Dimanche 24 novembre (OM / Follakzoid / Conférence Catherine Guesde)
Om
Par Jiess
« Chaque année, le BBmix relève le défi de proposer la crème des musiques soniques, “dronesques” et aventureuses. Par le passé, le festival a ainsi ouvert la brèche d’une programmation dominicale assourdissante et/ou hypnotique avec Swans, Bardo Pond ou Beak>, et depuis, notre mâchoire n’arrive pas à se raccrocher!
OM est arrivé un peu par hasard sur le terrain des discussions entre programmateurs, mais a tout de suite résonné comme une évidence artistique tant le projet est rare sur scène, et l’intensité de leur proposition ne fait aucun doute.

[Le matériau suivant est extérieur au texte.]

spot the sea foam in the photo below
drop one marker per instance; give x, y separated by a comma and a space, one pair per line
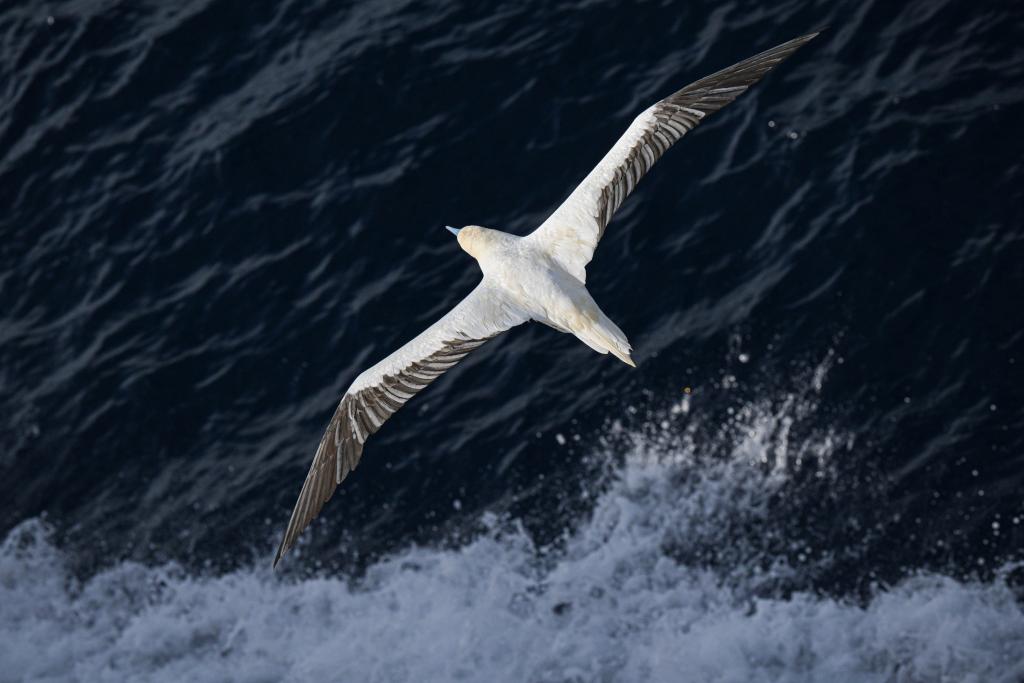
626, 596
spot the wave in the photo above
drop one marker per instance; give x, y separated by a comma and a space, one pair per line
669, 578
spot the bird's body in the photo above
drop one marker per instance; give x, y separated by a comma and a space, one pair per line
541, 276
528, 274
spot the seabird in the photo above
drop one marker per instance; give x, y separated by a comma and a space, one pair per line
541, 276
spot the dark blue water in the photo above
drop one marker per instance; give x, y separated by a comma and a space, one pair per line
215, 214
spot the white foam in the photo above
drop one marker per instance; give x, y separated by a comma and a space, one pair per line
619, 601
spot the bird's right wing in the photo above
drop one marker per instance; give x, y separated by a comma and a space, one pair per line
380, 391
571, 232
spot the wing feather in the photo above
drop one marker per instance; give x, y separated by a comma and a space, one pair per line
571, 232
380, 391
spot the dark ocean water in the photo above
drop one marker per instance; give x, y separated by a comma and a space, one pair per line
215, 214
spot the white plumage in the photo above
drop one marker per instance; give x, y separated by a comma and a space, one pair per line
541, 276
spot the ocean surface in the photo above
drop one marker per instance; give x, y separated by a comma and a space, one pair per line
214, 214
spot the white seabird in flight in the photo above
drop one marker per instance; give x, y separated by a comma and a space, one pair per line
541, 276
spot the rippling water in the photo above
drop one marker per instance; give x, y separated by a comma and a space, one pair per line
214, 215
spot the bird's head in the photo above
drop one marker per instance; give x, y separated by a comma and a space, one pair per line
472, 239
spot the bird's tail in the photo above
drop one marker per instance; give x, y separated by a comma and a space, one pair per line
603, 336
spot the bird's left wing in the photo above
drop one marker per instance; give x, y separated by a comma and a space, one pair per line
571, 232
380, 391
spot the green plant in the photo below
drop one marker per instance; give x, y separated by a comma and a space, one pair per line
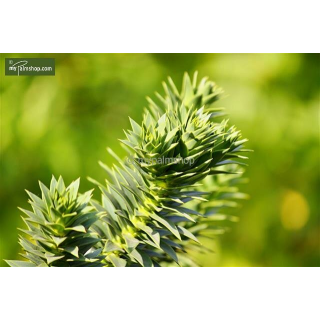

Le trio (Al Cisneros, Emil Amos, Robert Aiki Aubrey Lowe) a déjà de nombreux miles dans les guiboles, avec des expériences de groupes devenus mythiques sur la scène “drone doom metal”, et plus (Sleep, Grails, Jandek – aperçu chez notre cousin Villette Sonique cette année –, Lichens, Shrinebuilder ou 90 Day Men). Il me semble aussi que OM offre une parfaite synthèse des sonorités psychédéliques qui connaissent actuellement un nouvel âge d’or. Un pied dans l’histoire du genre (constructions labyrinthiques avec une base de mantras hindous, de percussions invitant à la transe, de psychédélisme orientaliste), des filiations musicales que nous apprécions (Current 93, Six Organs of Admittance, Earth, Black Sabbath ou Melvins..) et une créativité préservée, en dehors des clichés. Bref, un dimanche en clôture de festival avec pour perspective du headbanging engourdi dans le cadre confortable du théâtre du Carré Bellefeuille.
Nous avons aussi conçu cette programmation de OM dans le cadre d’une thématique sur le drone qui sera éclairée en apéro par la conférence de Catherine Guesde et une mise en condition sonore par mes chouchous chiliens Follakzoid Sacred Bones (chez Differ-ant). Bref, on sera heureux comme des papes ! »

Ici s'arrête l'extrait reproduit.